A White-winged Duck displays those white wings.
(Photo by our guide Duong Nara, who was experimenting with our camera)
At Okoki we once again stay in a tented camp, complete with tented bush shower and toilet, and outfitted by the local villagers. We pass a couple of very pleasant days, searching out Green Peafowl and Bar-bellied Pitta, Green Imperial Pigeon and Puff-throated Babbler. Indian Rollers tumble through the sky in courtship rolls, flashing brilliant blue as the sun catches their wings. Tickell's Blue Flycatcher joins the parade of other blue flycatchers.
Okoki's butterflies are outstanding. Here are just a few! I hope to put names to at least some of them, eventually.
A nymphalid, possibly a species of Moduza (known as the Commanders)
This emerald-eyed beauty has strangely-shaped hind wings.
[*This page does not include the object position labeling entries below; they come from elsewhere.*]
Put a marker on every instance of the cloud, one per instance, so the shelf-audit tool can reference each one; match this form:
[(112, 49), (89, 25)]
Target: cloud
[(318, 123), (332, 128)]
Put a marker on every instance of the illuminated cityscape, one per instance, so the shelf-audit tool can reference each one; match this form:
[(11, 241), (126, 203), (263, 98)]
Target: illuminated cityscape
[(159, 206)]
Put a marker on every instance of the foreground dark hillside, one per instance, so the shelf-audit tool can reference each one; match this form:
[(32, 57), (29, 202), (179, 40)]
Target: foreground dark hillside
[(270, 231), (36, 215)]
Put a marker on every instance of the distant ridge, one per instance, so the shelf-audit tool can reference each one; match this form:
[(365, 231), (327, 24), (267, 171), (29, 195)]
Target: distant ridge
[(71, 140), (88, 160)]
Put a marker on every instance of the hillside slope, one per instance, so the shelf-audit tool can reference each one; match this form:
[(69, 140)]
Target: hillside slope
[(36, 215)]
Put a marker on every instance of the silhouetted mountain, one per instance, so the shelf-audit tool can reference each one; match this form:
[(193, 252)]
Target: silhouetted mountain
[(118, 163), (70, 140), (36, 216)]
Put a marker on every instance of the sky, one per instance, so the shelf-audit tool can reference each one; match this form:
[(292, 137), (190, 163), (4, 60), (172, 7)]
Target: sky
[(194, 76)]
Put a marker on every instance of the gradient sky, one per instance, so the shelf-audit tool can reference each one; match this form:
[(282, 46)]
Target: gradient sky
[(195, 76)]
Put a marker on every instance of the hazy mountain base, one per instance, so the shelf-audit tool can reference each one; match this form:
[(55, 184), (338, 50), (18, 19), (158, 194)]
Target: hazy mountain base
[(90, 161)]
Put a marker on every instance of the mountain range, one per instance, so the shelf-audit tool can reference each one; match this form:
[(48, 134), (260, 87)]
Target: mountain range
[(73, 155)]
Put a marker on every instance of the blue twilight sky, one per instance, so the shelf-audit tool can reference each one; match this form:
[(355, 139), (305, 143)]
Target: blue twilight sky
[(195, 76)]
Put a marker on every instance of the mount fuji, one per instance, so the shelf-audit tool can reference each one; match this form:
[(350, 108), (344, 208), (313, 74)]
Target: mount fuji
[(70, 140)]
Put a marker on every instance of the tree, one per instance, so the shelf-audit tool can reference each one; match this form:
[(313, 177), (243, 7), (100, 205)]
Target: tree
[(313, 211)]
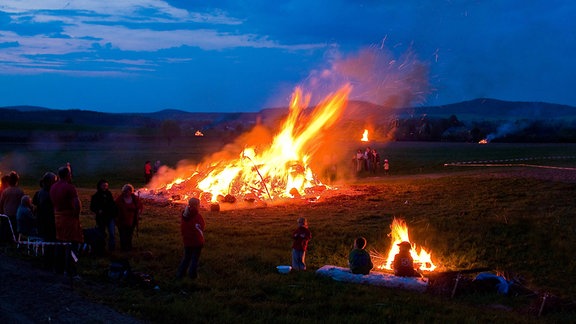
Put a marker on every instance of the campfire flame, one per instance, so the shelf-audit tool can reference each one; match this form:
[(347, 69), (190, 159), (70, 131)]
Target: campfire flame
[(365, 136), (279, 171), (422, 259)]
It's a pristine individual.
Another jewel-eyed hairstreak whose turquoise wingspots match the eyes.
This beautiful creature reminds me of Helicopis from South America.
This lovely Yellow Moth (surely there's a better name?) finds Rich's well-traveled hat completely irresistible.
The Yellow Moth, Dysphania sagana, is a geometrid moth from Southeast Asia, Sumatra and Borneo.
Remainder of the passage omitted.